When Sonic The Hedgehog was announced to have a new live action movie, the video game playing public groaned so loud in disappointment that you could hear it in space. Sonic fans are so used to disappointment with their furry blue video game franchise having Hedgehog that it’s a normal reaction; and when the first ever trailer was released, that disappointment was thrown into overdrive. But luckily a delay in the film to fix up the title character has paid off, with Sonic The Hedgehog making almost 3 times it’s $85 million production budget at the box office. So what do we think? Well I’ll tell you at the end of the review.
Title: Sonic The Hedgehog
Production Company: Sega Sammy Group, Original Film, Marza Animation Planet, Blur Studio
Distributed by: Paramount Pictures
Directed by: Jeff Fowler
Produced by: Neal H. Moritz, Toby Ascher, Toru Nakahara, Takeshi Ito
Starring: James Marsden, Ben Schwartz, Tika Sumpter & Jim Carrey
Based on: Sonic the Hedgehog by Sega
Release dates: February 14, 2020 (Worldwide)
Running time: 99 minutes
Rating: PG (United States) / PG (Australia)
Sonic, an extraterrestrial blue hedgehog who can run at supersonic speeds, finds himself sought after by a tribe of echidnas for his power. His guardian, Longclaw the Owl, gives him a bag of rings that can create portals to other planets, using one to send him to Earth while she protects him from the echidnas. Ten years later, Sonic enjoys a secret life near the town of Green Hills, Montana, but longs to make friends. He idolizes the local sheriff, Tom Wachowski, and his veterinarian wife, Maddie, unaware the pair are planning to relocate to San Francisco soon, as Tom has been hired by the San Francisco Police Department.
One night, Sonic becomes upset over his loneliness when playing baseball by himself, and runs at supersonic speed as a result, inadvertantly triggering an electromagnetic pulse that knocks out power across the Pacific Northwest. Roboticist and scientific genius Doctor Robotnik is enlisted by the United States Department of Defense to uncover the source of the outage. Robotnik discovers and tracks Sonic, who hides in the Wachowskis’ shed. Tom discovers Sonic and accidentally shoots him with a tranquilizer, causing him to send his bag of rings through a portal to San Francisco. Tom reluctantly agrees to help Sonic before Robotnik arrives at the Wachowskis’ house and the two flee. As the pair evade Robotnik, who labels Tom a domestic terrorist, they slowly bond, with Tom learning about Sonic’s desire for a real friend.
Robotnik comes across one of Sonic’s quills, discovering the power in it has the potential to fuel his robots, and becomes obsessed with capturing Sonic. As he tracks them down, Tom discusses his plans to leave Green Hills, which Sonic disapproves of. Shortly after defeating a robot sent by Robotnik, an explosion injures Sonic. Arriving at San Francisco, Tom brings him to Maddie, who revives him. While Tom explains about their situation to Maddie, Sonic receives a new pair of sneakers from Maddie’s niece. The group soon head to the roof of the Transamerica Pyramid, where Sonic’s bag of rings landed, and recover them. Robotnik arrives in a hovercraft and attacks them, forcing Sonic to use a ring to send Tom and Maddie back to Green Hills.

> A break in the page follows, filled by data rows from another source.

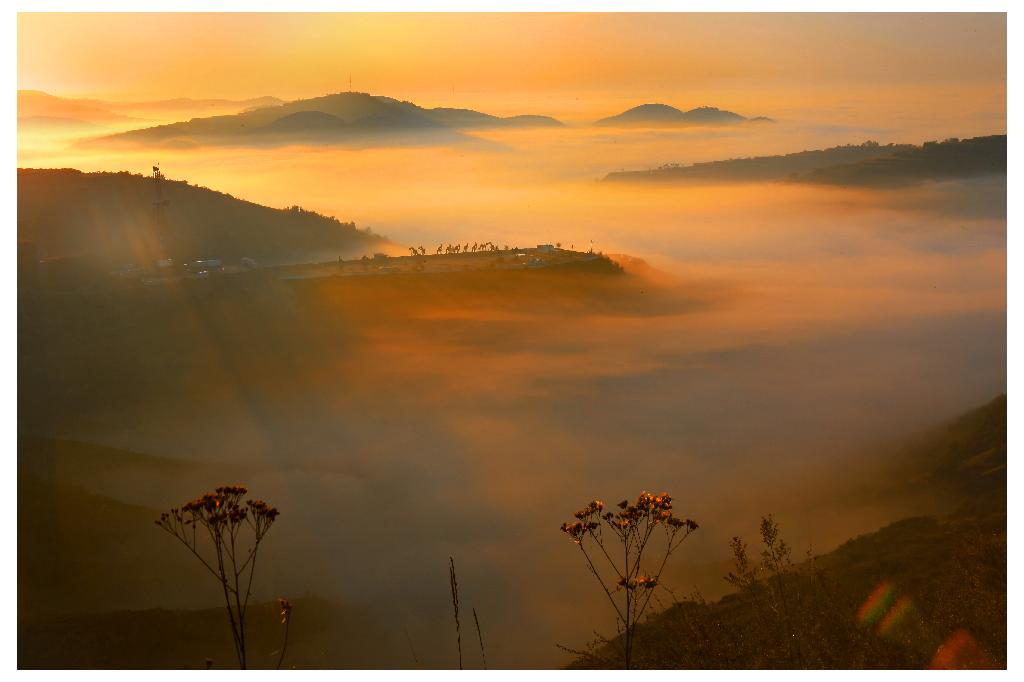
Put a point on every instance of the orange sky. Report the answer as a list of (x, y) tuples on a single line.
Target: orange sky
[(757, 62)]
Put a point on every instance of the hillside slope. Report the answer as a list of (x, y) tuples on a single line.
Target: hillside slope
[(110, 217), (919, 593), (868, 164), (331, 119)]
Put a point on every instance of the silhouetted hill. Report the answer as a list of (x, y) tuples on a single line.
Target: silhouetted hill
[(664, 115), (759, 168), (353, 116), (933, 161), (866, 164), (921, 592), (109, 217)]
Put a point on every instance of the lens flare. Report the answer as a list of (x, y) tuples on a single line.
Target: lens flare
[(877, 604), (961, 651)]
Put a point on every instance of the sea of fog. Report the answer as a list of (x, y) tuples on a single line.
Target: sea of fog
[(827, 325)]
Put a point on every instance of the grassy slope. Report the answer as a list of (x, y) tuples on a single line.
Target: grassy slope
[(952, 570), (948, 160)]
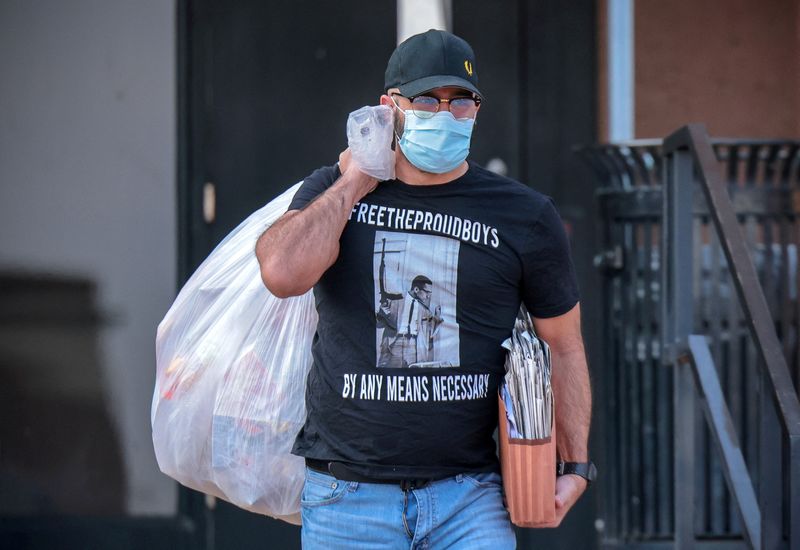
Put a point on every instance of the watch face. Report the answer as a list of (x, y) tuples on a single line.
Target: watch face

Sonic flees from Robotnik, who uses the power of Sonic’s quill to match his speed. The two engage in a chase across the world, ultimately returning to Green Hills. Robotnik incapacitates Sonic, but Tom intervenes, allowing Sonic to regain his strength and reclaim his lost energy. Overcoming Robotnik, Sonic defeats him by sending him to another planet. Following the incident, Tom and Maddie decide to stay in Green Hills and let Sonic live with them. The US government erases all evidence of the events, including records of Robotnik’s existence. Meanwhile, Robotnik, still in possession of Sonic’s quill and having lost his sanity, begins plotting his revenge. On Earth, Tails, a twin-tailed fox from Sonic’s world, emerges from a ring portal in search of Sonic.
- Ben Schwartz as the voice of Sonic
Sonic here is as much to do about the CGI redesign he was given as well as the care and attention both the writers and Schwartz gave him. The redesign turned Sonic from a nightmare into a lovable creature that you want to comfort and protect. Schwartz is a stand out as Sonic since his voice, while not completely matching the video game Sonic, does a great job of coming close to that version while giving his own spin to the character.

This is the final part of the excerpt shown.